Checking shoulder enchants too is a good advice.

I was going to write a wall of text about how I handle pug players, but I realised that I already wrote everything on my blog ><

Kae said...

I suppose I should clarify what I mean by gear-checking: while checking gear in itself is not bad, it's that the vast majority of the times pug leaders decide to gear-check, they do so unfairly. As I said, wearing greens to cutting-edge content doesn't make any sense, and a wisely-done gear check can notice those and save a raid time by removing them before the run starts--or before a player is even invited to the raid.

However, most of the "gear checks" I have seen--both alliance and horde--are for things like Naxx and Sarth and VoA. Places that we ran back when we all had greens and blues anyway, aside from Koralon. Many, many pug leaders abuse the gear-checking sites, since so few of the "popular" ones provide little in the way of "this is what this person can safely run," so the leaders will often set their limits ridiculously high (to the point where they're kicking healers from a normal Sarth, no drakes run who are wearing Ulduar gear, as happened to a guildie of mine).

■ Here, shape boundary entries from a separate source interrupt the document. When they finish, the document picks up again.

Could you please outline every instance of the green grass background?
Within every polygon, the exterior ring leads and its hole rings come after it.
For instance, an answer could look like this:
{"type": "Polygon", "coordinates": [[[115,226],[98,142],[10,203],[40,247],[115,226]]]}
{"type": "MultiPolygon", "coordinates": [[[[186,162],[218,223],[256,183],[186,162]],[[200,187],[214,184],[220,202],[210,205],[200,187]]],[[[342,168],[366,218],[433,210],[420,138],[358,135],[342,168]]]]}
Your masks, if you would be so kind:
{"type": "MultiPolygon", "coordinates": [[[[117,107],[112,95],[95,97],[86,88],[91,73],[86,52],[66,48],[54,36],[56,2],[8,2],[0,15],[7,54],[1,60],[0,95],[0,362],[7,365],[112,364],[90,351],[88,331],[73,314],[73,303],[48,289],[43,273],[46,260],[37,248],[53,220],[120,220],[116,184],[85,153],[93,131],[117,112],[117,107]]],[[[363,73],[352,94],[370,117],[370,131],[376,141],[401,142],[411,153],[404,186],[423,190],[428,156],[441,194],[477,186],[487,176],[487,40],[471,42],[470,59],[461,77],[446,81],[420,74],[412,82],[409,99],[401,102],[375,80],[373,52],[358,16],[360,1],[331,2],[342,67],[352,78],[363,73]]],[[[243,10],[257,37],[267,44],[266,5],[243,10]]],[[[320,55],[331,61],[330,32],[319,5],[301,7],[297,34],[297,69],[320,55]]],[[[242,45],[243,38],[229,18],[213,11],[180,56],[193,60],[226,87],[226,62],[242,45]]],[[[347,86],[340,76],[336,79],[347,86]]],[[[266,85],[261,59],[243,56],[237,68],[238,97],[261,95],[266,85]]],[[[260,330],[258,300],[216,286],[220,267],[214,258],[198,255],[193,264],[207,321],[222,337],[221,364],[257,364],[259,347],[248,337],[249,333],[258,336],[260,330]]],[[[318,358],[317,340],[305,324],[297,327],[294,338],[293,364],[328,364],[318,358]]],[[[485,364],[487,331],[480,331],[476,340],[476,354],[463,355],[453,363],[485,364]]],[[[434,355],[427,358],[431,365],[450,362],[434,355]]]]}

The Blizzard-introduced system of a gear-checker *should* help mitigate some of these problems, however, by controlling what the gear-level is itself. To quote the patch notes: "As part of the matchmaking system, some of the more difficult dungeons will have a minimum gear requirement. Players also need to meet the requirements for dungeons that require attunement, such as keys or quests. If a player does not meet the requirements for a particular dungeon, a lock icon will be displayed next to that dungeon. Hovering over this icon will display the requirements which have not been met."

What I imagine this means, given the ever-increasing gear tiers being introduced to the game, is that it will keep people in greens/blues out of ToC heroic and Icecrown raids, where they certainly don't have the HP/mana/regen to assist the raid in the same degree as a raider in a decent selection of atleast 219-232 epics.

Nefernet... my guild was joking in guild chat over the weekend about the questions such a questionnaire would have, and it went straight to Monty Python :D "WHAT is your name? WHAT is your favorite color? WHAT is the average airspeed velocity of an unladen swallow??!"

Mark said...

Thinking about it further, I would actually argue that unbuffed health should be the main discriminating stat in organizing PuGs. It's probably the only stat that is entirely unable to be overcome by skill -- if something will hit you for more than your health, it doesn't matter how good you are, you're going to die.

Of course, this also tends to have a bit of a built-in gear check too since non-tanks generally only get more stamina as a byproduct of obtaining better gear.